OK, maybe not the last one, but workers were supposed to be the big winners if the company tax rate was reduced.
No, seriously, that was the claim back when Scott Morrison was Treasurer, Malcolm Turnbull was Prime Minister and the Business Council was pushing dubious Treasury modelling.
Well it turns out that the vast majority of economists – the people who should understand that sort of argument best – didn’t drink the Kool-Aid.
Monday’s Conversation-Economics Society of Australia survey shows that cutting the corporate tax rate ranks very low on the “what we really should do” totem pole.
Only six of the 49 economists who replied to the survey included “corporate tax cuts” as one of their four picks for boosting the economy over the next two years.
That 12 per cent score means it was second last of the 13 options for most government “bang for buck”.
It would have been last except one economist ticked “incentives for cleaner fossil fuel energy” – though I have to wonder if she really meant it.
Under Scott Morrison’s guidance in 2018, Treasury estimated cutting the big business tax rate from 30 to 25 per cent would have the “potential” to add $20 billion a year to the economy, once it took full effect in “about a decade”.
And cutting penalty rates was supposed to boost employment, too. It didn’t.
Even if we accept the Treasury/Business Council line, a decade is too long to wait for recovery from the ‘Rona Recession.
Josh Frydenberg’s budget next week has to deliver much quicker bang for the buck.
All but one of the six economists who voted for corporate tax cuts also wanted the personal income tax cuts brought forward. If you’re keen on lower taxes of one kind, you’ll tend to be keen on lower taxes of another.
The exception was Tony Makin from Griffith University. He had perhaps the dimmest view of the 49 on the value of additional government spending in stimulating demand, arguing that cutting government consumption improves international competitiveness.
But Professor Makin wrote personal income tax cuts “would be inequitable insofar as those unaffected by the crisis, including high-income public sector employees, would benefit the most, whereas those most hurt by the crisis, private sector employees in a range of service industries, would benefit least”.
The most gung-ho supply sider was Michael Knox from Morgans stockbrokers. He argues we are experiencing a global natural disaster, not a global recession.
“There has been enormous addition to demand through fiscal deficits from government and quantitative easing from central banks,” he wrote.
“The problem is to restore supply.

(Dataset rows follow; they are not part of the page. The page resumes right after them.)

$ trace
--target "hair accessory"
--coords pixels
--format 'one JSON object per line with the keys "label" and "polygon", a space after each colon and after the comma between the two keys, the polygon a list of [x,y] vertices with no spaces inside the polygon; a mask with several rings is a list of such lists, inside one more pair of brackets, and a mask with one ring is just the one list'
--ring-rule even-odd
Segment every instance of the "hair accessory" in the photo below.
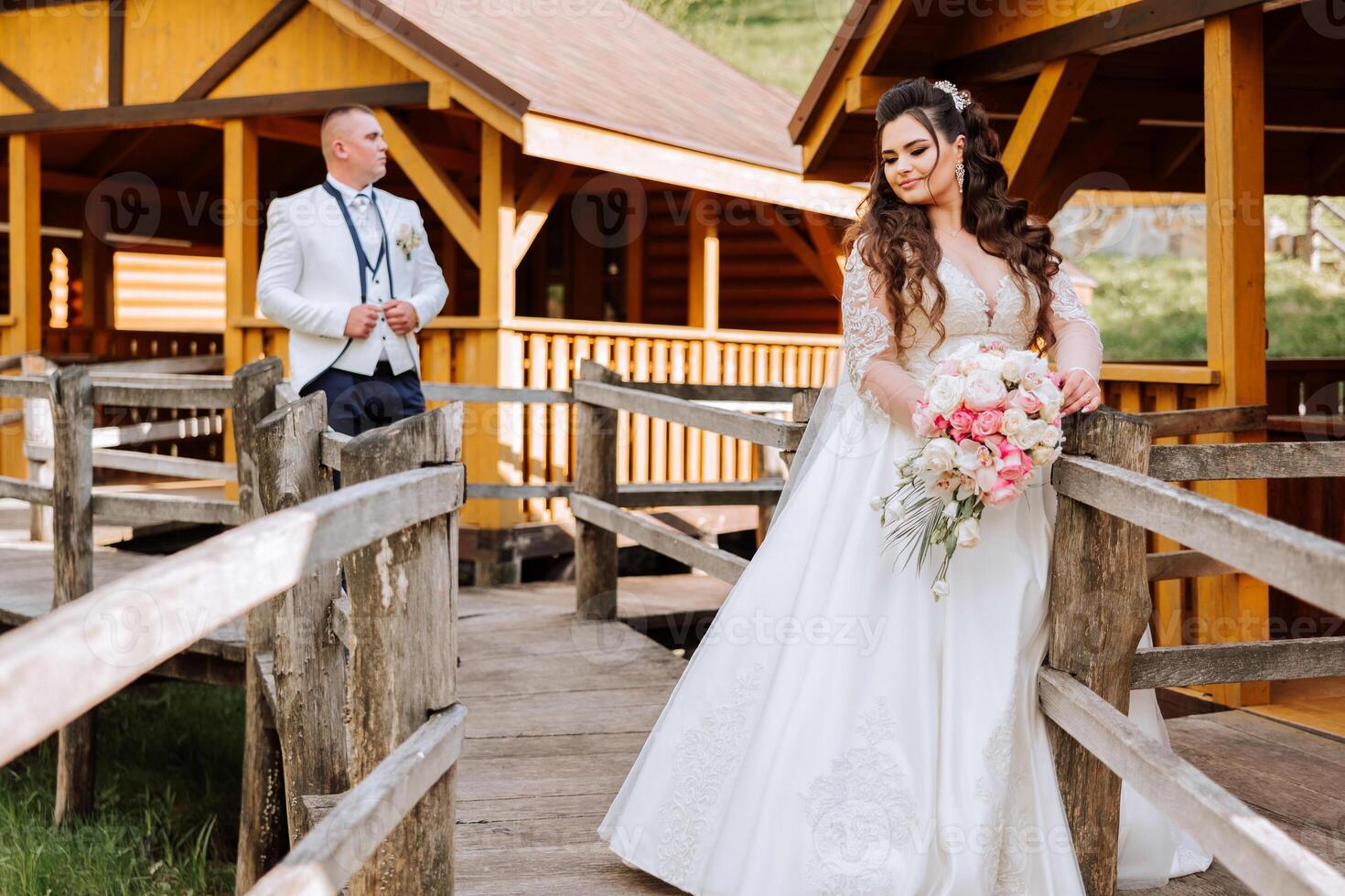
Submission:
{"label": "hair accessory", "polygon": [[936,81],[933,82],[933,86],[952,97],[952,105],[958,109],[958,111],[966,109],[967,103],[971,102],[971,94],[966,90],[959,90],[958,85],[951,81]]}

Expanded investment allowances, corporate tax cuts and bringing forward higher-income tax cuts will all act to increase investment. This restores aggregate supply. Additional training expenditure for technical and vocational training also does the same.”
Although these are distinctly minority views, the push from big business remains to “not waste a good crisis”.
The Business Council’s recovery proposal predictably reflects the interests of its members – yes, gas gets a push – yet it is broad in its vision.
The BCA’s spin for corporate tax cuts is to “reverse the free fall in business investment”.
(It’s easy to blame the tax system than dull, visionless and risk-adverse management boards that have tended to be content for some years to collect rich bonuses from prioritising share buybacks and high dividend payout ratios.)
The BCA runs a graph of Australia’s net capital account to show investors moving offshore. It doesn’t mention the necessity for our $3 trillion superannuation industry to prudently diversify its investments.
The government’s drops about the budget indicate business will have to be satisfied with a very generous boost in investment allowances at this stage, not a lower tax rate.
But that’s not the end of the story.
Further tax reform will be in the promised mix, depending more on the complexity of the Senate than consensus economics.